Functional Programming and Verification

Chair for Logic and Verification

Overview

The slides and exercise sheets will be offered in English. Moreover, some tutorials will be held in English. The exam will be in English. The lectures will be livestreamed in German including moderated live Q&As using Tweedback. The Tweedback link will be updated each week in below table.

Professor Prof. Tobias Nipkow
Time and Place Livestream on Friday 8.30-10.00am (Tweedback link 12.02: https://tum.tweedback.de/p186)
First Lecture 2020-11-06
Language German (English slides and tutorials available)
TUMonline IN0003
Moodle https://www.moodle.tum.de/course/view.php?idnumber=950496106
Submission System Artemis
Discussion Forum Zulip (subscribe to “FPV-*” streams)
Tutorial Organisors Jonas Rädle, Lukas Stevens and Kevin Kappelmann

Questions regarding the lecture and exercises can be discussed on Zulip. You are not allowed to share and discuss homework solutions before the submission deadline. Doing so will result in a ban from the grading bonus.

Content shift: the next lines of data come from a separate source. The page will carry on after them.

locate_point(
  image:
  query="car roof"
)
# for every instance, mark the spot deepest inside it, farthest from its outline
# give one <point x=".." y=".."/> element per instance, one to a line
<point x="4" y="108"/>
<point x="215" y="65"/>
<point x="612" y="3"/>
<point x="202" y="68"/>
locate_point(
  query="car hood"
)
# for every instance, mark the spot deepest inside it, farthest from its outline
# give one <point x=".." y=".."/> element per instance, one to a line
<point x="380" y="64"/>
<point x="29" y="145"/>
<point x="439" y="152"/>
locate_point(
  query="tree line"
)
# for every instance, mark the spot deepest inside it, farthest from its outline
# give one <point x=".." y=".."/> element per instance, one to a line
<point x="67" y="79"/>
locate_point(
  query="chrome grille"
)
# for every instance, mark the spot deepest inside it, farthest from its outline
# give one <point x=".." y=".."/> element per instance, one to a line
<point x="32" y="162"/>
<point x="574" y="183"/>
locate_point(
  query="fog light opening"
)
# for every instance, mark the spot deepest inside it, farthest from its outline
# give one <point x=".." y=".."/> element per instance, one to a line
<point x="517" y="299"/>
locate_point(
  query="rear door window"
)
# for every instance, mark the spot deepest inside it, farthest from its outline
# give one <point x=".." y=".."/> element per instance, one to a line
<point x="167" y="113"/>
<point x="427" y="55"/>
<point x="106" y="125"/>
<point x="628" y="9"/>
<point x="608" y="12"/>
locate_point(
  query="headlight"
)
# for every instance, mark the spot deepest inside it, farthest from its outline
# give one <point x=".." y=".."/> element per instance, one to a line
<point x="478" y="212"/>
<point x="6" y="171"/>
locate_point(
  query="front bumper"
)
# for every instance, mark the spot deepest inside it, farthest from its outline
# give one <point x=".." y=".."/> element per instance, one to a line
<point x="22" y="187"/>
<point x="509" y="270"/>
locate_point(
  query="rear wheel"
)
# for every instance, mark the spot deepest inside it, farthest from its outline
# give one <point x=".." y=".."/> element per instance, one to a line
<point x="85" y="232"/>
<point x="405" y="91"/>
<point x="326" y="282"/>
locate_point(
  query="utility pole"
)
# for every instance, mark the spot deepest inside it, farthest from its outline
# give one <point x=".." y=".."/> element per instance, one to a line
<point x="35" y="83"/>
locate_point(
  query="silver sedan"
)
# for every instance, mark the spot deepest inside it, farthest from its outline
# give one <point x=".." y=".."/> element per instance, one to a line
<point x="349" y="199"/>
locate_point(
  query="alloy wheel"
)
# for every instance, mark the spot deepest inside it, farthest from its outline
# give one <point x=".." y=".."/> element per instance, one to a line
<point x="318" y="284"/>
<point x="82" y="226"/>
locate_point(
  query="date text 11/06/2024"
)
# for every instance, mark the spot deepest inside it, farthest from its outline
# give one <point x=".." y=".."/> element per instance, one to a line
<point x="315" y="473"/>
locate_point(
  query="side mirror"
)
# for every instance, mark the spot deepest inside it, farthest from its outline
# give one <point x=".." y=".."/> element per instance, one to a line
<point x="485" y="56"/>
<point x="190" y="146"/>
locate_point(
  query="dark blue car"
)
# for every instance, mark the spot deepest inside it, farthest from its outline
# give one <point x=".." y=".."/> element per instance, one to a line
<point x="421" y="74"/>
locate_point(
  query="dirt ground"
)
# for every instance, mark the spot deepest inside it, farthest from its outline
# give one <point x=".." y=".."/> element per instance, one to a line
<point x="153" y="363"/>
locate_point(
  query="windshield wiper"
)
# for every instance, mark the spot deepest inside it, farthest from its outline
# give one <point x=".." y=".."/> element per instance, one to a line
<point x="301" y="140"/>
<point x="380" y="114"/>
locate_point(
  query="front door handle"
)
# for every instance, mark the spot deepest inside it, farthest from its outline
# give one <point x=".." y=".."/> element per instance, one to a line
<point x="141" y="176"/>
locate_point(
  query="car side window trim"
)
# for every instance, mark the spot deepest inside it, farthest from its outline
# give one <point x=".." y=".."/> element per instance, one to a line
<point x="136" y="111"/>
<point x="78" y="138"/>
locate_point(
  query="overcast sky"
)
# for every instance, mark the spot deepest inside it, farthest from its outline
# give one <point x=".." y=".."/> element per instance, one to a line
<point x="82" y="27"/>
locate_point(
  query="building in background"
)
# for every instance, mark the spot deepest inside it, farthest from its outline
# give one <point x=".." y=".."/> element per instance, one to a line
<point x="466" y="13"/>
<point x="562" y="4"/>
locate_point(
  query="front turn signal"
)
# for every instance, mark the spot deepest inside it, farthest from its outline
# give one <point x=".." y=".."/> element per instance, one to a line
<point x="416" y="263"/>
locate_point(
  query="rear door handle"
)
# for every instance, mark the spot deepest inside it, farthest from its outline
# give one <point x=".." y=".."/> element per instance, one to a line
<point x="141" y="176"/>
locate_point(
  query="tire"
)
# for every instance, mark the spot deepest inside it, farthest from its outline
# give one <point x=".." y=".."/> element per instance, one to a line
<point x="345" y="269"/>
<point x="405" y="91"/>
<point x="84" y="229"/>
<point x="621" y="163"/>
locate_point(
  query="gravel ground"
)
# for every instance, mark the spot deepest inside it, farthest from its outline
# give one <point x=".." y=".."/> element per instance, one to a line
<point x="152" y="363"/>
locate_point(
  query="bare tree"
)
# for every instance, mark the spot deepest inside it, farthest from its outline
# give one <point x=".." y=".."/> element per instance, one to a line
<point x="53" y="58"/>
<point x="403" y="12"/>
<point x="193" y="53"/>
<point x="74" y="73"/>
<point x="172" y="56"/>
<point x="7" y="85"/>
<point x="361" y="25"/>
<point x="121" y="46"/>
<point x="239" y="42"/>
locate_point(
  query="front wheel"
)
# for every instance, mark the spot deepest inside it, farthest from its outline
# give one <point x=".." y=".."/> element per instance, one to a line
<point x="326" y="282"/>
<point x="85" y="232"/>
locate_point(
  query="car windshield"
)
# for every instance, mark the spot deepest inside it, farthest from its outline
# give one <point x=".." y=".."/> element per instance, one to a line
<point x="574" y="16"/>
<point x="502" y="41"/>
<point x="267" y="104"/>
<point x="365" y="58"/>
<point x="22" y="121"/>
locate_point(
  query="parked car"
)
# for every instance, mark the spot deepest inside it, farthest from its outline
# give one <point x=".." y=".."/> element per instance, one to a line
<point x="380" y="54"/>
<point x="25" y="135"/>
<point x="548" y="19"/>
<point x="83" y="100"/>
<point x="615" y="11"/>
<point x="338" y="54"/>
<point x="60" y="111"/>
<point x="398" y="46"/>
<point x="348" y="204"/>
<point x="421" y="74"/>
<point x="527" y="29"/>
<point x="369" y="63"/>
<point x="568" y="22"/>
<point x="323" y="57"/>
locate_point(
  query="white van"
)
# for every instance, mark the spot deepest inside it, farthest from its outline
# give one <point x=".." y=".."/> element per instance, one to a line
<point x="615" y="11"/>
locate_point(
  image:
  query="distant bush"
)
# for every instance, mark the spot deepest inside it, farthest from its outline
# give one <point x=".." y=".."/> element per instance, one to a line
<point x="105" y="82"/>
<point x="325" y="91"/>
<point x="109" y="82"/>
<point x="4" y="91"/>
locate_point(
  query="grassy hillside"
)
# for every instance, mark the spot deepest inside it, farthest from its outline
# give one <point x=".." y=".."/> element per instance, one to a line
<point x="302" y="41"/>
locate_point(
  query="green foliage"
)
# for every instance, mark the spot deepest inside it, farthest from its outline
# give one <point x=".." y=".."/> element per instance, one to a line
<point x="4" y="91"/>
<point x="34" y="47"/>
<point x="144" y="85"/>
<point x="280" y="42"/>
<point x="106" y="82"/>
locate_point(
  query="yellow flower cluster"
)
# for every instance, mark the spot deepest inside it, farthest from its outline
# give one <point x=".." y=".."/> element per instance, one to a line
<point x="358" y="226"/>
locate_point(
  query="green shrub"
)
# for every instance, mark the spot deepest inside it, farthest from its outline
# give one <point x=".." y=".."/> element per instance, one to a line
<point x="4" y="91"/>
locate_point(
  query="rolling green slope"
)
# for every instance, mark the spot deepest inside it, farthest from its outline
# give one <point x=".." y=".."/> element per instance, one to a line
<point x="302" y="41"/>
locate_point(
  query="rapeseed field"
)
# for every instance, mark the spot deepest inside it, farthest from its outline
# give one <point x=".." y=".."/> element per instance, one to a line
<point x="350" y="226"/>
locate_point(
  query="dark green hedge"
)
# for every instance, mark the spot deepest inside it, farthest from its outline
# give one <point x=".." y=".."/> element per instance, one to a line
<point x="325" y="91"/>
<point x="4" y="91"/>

The organisors can be contacted at fpv@in.tum.de. Please only do so in special cases and try to resolve your questions on Zulip first.

Content

In this course, students get to know the key concepts of functional programming languages. They will solve well presented tasks in a functional programming language (Haskell). They will also be equipped with the most important techniques for the verification of functional programming languages (inductive proofs) and will be able to apply them to simple programs in a formal matter. Moreover, as non-functional programming languages increasingly implement functional paradigms, concepts taught in this course will largely be applicable to other programming languages as well, increasing code readability, stability, and correctness.

Lecture Material

Haskell

Use the installation instructions to set up your programming environment for the tutorials and homeworks. If you face any problems, you can ask for help at this BBB room on Friday, 06.11.2020 at 14.00–15.00 and 17.00–18.00.

Official Sources: Website, books, tutorials, and language definition.

Literature

The lecture is guided by - Simon Thompson. Haskell - The Craft of Functional Programming. Addison-Wesley.

A more compact, recommended introduction is - Graham Hutton. Programming in Haskell. Cambridge University Press.

Functional Programming in Industry

Functional programming is steadily increasing its popularity, and even non-functional programming languages increasingly implement functional paradigms. Functional programming languages are known to be less error-prone than imperative langauges with side-effects. As an example, Jane Street Capital, an international finance institution, relies on the functional programming language OCaml. Reports can be found here.

There are many success stories of Haskell [1] and OCaml [2] in industry. Here are some more examples for industrial functional programming reports: Credit Suisse, Twitter, Naughty Dog Inc., Trifork, Citrix, S&P Capital IQ, Verizon, Pfizer, and Facebook.

Even some local companies, like our past FPV-competition sponsors active-group, QAware, and TNG, supporting the Munich Haskell hackathon MuniHac, find great interest in experienced functional programmers or even base all their business software on functional programming languages.